“上面刻的是长宜子孙的花样。”刑斯远开口道:“那是母亲临终前给我的邢家传家宝,我把它给了一个人。”
尤初眸光微微闪了闪,虽然现在想起席子名很恶心,很反胃,但是尤初记得他说过,刑斯远为了和尤月悦结亲,给她最好的待遇,已经将传家宝送出去给人当做了定情信物。
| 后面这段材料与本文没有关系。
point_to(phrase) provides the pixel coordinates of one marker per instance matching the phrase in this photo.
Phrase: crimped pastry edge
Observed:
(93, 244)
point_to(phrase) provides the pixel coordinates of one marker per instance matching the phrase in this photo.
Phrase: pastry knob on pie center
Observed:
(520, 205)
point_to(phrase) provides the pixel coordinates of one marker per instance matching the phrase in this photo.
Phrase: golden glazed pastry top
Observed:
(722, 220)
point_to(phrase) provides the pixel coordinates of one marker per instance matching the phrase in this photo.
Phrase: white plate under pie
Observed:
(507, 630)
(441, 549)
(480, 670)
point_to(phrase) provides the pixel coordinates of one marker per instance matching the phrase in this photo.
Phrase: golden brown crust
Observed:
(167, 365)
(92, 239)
于是尤初立刻点到为止:“这事是你们邢家自己的事,你不用跟我多说了。”
“你是存心气我是不是?”刑斯远的面色再次阴沉下来,下颚紧绷:“我救你,你说不想依靠我,让我走又主动追出来,现在你先问的项链,又说让我别多说了。尤初,你是不是嫌我今晚过得太高兴了?”
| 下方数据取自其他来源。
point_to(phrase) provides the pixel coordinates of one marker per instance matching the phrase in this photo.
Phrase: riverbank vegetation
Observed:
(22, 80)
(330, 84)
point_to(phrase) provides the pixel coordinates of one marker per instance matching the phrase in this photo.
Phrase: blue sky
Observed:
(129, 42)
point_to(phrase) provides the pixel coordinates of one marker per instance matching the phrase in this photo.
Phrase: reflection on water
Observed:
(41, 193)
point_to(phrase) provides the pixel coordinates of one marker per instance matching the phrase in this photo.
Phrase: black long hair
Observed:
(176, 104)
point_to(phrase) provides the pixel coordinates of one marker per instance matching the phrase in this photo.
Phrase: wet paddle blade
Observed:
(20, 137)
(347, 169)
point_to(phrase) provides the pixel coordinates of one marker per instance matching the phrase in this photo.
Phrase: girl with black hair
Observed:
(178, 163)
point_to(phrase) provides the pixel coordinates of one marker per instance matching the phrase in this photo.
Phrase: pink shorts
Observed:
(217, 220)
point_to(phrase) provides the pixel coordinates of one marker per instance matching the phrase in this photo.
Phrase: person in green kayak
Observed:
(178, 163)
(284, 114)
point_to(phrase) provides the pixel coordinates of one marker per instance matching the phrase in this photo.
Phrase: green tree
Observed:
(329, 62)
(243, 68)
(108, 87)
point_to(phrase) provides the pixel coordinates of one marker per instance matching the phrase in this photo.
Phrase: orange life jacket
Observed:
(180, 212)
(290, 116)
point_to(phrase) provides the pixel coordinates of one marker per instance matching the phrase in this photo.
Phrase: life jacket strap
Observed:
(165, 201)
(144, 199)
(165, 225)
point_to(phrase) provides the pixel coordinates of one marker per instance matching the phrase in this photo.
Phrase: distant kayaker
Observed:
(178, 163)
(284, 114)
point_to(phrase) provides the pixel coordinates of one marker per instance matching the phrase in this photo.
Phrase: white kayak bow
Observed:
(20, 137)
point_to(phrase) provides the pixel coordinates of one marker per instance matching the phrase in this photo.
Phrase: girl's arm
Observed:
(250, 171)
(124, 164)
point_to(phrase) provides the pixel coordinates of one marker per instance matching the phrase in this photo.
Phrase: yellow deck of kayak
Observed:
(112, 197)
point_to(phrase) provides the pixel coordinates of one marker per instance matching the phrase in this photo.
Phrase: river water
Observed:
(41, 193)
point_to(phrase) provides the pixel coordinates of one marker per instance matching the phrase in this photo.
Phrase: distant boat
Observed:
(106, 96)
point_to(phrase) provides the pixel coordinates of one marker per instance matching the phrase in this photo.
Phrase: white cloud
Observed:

因为这桩桩件件,细细算起来确实都是尤初不对,刑斯远用命护她,她却好像一直在玩人家。
尤初有错就认:“抱歉,让你走和问项链的事是我不好,但是说不想依靠你这件事,并不是我白眼狼,是我确实不应该总依靠别人。”
“但我是别人吗?”刑斯远蹙紧了眉心反问。
“你不是吗?”尤初面色平静,缝好伤口收了针,她给刑斯远贴好纱布:“刑斯远,我们已经签了离婚协议了。”
刑斯远却倏地站起身,挡在尤初面前。
他知道尤初刚刚的话是什么意思,但从今晚救下尤初开始,一股冲动便在他的胸腔里反复奔涌着,现在一步步走向尤初,他将她逼到床脚:“尤初,撤销离婚协议,我们还继续在一起好不好?”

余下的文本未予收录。